3. Time decay — Apply exponential decay to scores:

   final_score = raw_score × exp(-0.01 × days_since_created)

   A fact from 70 days ago gets ~50% weight. A fact from 180 days ago is nearly invisible. Facts marked stale get an additional 0.5 multiplier.

4. Cap — Take the top 10 results after decay ranking. This is the inject cap — no matter how many observations match, the session gets at most 10. This prevents memory from consuming the context window.
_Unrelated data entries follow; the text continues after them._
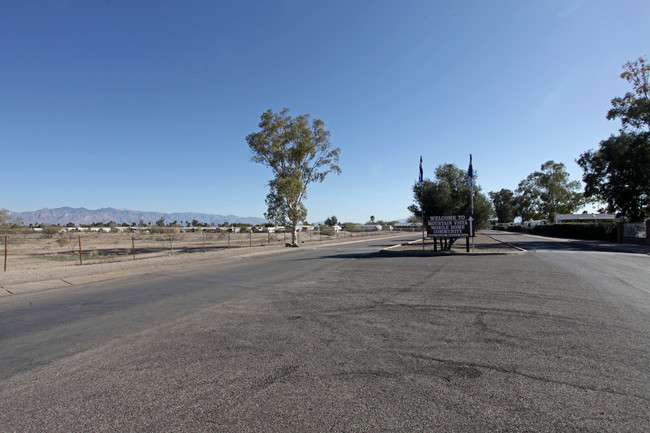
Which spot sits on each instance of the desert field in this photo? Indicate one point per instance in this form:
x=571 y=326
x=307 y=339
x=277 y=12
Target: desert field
x=36 y=251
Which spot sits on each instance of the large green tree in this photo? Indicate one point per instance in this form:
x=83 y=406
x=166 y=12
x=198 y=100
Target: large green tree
x=504 y=204
x=298 y=152
x=450 y=194
x=548 y=192
x=618 y=172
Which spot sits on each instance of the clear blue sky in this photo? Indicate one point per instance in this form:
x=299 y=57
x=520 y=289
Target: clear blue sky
x=145 y=105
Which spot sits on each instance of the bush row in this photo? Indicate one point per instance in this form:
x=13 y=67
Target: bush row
x=593 y=231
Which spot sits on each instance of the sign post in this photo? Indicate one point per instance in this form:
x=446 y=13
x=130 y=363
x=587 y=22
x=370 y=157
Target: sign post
x=451 y=226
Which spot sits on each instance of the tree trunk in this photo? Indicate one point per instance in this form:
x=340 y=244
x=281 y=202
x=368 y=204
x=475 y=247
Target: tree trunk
x=294 y=233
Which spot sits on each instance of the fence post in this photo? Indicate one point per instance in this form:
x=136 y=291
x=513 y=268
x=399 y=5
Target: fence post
x=620 y=232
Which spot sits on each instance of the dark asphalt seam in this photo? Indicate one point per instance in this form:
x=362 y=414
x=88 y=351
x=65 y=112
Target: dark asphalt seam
x=528 y=376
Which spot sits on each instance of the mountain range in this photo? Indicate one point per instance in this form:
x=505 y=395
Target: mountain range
x=83 y=216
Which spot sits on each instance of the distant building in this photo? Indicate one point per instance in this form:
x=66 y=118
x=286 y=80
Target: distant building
x=371 y=227
x=584 y=218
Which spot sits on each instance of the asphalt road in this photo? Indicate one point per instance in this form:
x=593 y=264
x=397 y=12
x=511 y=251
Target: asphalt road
x=340 y=339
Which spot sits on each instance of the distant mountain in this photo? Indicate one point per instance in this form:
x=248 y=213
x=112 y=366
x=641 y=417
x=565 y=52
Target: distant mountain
x=81 y=216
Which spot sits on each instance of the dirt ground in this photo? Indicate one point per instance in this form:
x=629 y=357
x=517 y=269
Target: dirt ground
x=37 y=257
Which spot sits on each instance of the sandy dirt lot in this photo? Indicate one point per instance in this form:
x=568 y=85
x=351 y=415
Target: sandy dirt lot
x=37 y=257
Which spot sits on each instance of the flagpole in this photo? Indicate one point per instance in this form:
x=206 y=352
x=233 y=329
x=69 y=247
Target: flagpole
x=470 y=179
x=422 y=200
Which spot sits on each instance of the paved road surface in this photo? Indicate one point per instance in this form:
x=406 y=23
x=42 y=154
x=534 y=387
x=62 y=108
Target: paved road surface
x=339 y=339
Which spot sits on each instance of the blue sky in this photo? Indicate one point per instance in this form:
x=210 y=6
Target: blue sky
x=145 y=105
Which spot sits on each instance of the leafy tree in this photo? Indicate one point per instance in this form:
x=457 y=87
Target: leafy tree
x=331 y=221
x=504 y=205
x=618 y=173
x=449 y=194
x=298 y=153
x=634 y=108
x=548 y=192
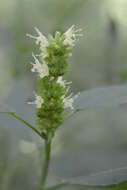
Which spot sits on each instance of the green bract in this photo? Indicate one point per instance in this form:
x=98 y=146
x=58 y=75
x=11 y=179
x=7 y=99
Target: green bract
x=51 y=98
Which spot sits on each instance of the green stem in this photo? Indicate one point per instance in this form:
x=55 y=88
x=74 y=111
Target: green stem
x=46 y=163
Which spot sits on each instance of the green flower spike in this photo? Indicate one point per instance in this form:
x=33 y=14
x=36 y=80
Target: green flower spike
x=51 y=98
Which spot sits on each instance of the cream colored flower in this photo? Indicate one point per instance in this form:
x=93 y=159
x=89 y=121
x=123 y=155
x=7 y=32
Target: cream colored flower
x=62 y=82
x=70 y=36
x=42 y=69
x=69 y=100
x=38 y=101
x=42 y=41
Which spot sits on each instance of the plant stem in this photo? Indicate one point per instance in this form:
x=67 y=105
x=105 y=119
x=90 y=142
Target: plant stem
x=46 y=163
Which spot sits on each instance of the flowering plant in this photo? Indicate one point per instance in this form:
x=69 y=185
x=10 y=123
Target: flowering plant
x=52 y=97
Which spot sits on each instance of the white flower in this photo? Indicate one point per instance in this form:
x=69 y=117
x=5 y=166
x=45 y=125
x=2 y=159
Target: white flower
x=42 y=69
x=62 y=82
x=38 y=101
x=69 y=100
x=70 y=36
x=41 y=40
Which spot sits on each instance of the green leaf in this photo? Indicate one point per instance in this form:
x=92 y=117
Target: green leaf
x=112 y=96
x=14 y=115
x=69 y=186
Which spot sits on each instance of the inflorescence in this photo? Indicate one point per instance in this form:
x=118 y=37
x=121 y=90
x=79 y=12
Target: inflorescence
x=51 y=98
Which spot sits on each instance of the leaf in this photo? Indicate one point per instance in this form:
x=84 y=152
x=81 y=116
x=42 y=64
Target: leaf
x=102 y=97
x=67 y=186
x=14 y=115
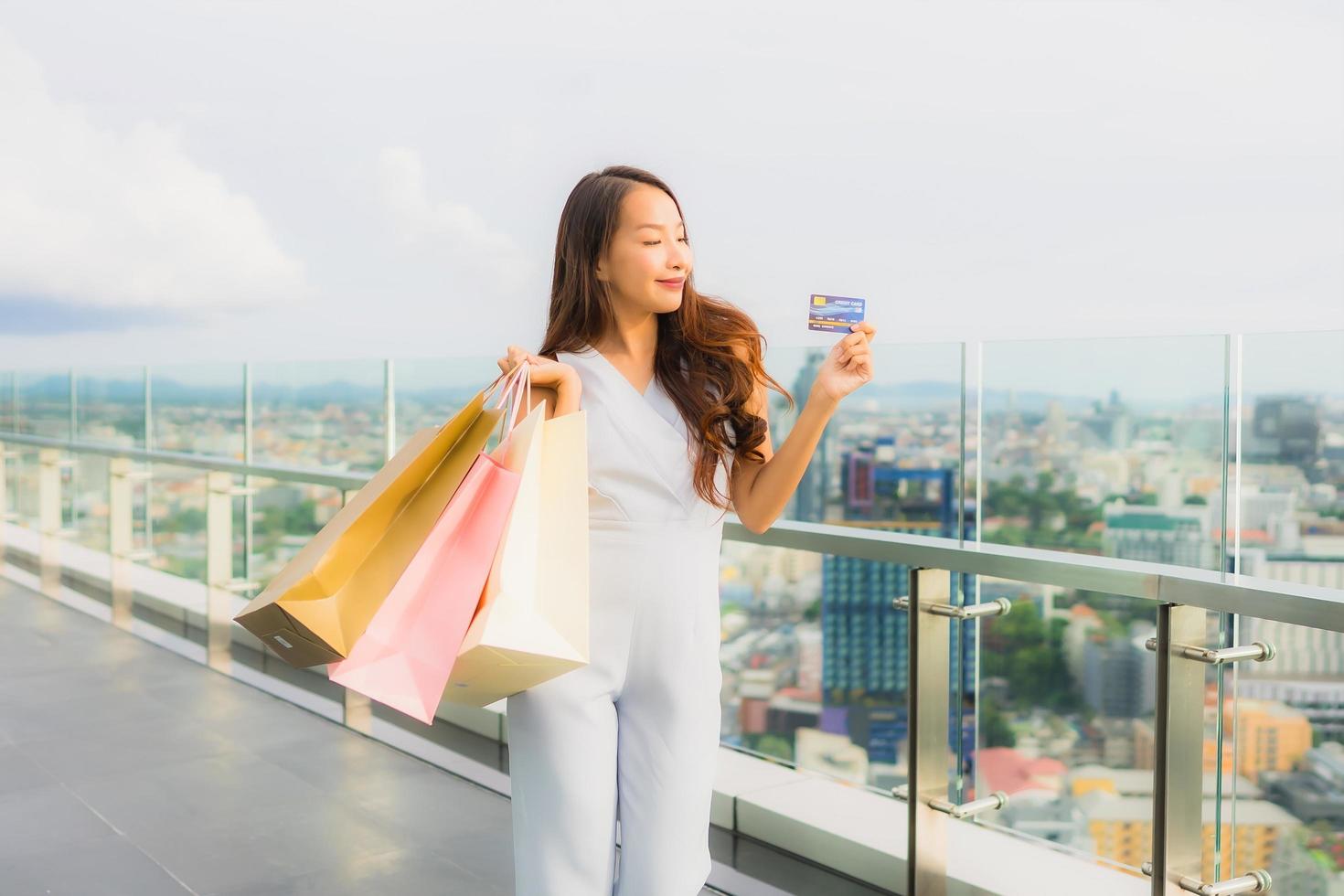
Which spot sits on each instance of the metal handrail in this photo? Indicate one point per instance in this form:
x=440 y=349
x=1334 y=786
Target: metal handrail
x=1290 y=602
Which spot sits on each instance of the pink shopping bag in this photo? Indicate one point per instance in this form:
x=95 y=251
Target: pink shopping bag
x=405 y=657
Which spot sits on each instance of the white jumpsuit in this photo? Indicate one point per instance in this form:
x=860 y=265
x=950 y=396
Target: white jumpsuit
x=634 y=733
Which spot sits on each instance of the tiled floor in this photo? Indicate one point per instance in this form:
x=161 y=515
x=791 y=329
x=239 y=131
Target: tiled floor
x=129 y=770
x=125 y=769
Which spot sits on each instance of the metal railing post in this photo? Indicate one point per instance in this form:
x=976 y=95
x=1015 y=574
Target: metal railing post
x=1179 y=773
x=122 y=521
x=930 y=755
x=926 y=852
x=220 y=583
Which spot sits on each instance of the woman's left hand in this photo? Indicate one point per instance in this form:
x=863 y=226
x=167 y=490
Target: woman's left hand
x=848 y=366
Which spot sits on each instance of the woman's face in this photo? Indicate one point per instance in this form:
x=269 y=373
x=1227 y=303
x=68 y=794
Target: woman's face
x=649 y=257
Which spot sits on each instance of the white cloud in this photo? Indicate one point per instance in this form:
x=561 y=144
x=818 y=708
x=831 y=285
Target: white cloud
x=454 y=232
x=123 y=219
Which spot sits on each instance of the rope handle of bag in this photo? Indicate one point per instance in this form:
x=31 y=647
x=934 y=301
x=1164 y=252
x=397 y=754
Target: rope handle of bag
x=517 y=394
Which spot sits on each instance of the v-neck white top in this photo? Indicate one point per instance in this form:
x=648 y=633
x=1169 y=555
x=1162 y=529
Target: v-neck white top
x=640 y=453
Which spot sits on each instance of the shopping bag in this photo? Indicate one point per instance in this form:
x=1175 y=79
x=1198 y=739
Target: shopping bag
x=532 y=624
x=322 y=601
x=405 y=656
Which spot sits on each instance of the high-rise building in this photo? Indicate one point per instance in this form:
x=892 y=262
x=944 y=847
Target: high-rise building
x=1178 y=538
x=809 y=498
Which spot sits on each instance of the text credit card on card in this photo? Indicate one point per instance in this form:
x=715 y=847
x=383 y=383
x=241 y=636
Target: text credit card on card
x=834 y=314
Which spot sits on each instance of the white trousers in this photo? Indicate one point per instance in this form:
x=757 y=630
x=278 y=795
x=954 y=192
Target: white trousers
x=634 y=735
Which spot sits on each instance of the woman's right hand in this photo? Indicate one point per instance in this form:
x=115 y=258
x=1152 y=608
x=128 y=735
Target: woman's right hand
x=543 y=369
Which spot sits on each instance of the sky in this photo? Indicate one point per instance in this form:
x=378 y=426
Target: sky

5. Budget profiles — Different contexts need different depth:

   • lean (2-3 results, no query rewrite) — for automated checks, heartbeats
   • balanced (5-7 results, rewrite enabled) — default for interactive sessions
   • deep (10-15 results, aggressive rewrite) — for research, debugging complex issues
   • auto — system picks based on context

8. The reflection cycle

Observations are raw signal. Reflection compresses them into durable updates for a curated memory file (MEMORY.md). This is the step that turns hundreds of observations into a compact, high-signal reference document.

The reflector is a separate LLM call that reads:

• Recent observations (since last reflection)
• Current MEMORY.md content
• Compression guidance (target 60-80% of input length)

It outputs proposals — structured changes to specific sections of MEMORY.md:

<proposals>
  <proposal>
    <section>Hard Rules</section>
    <change>NEVER set retries: 0 on Inngest functions. Let Inngest defaults handle retries.</change>
  </proposal>
</proposals>

Proposals don’t go directly into MEMORY.md. They enter a triage pipeline.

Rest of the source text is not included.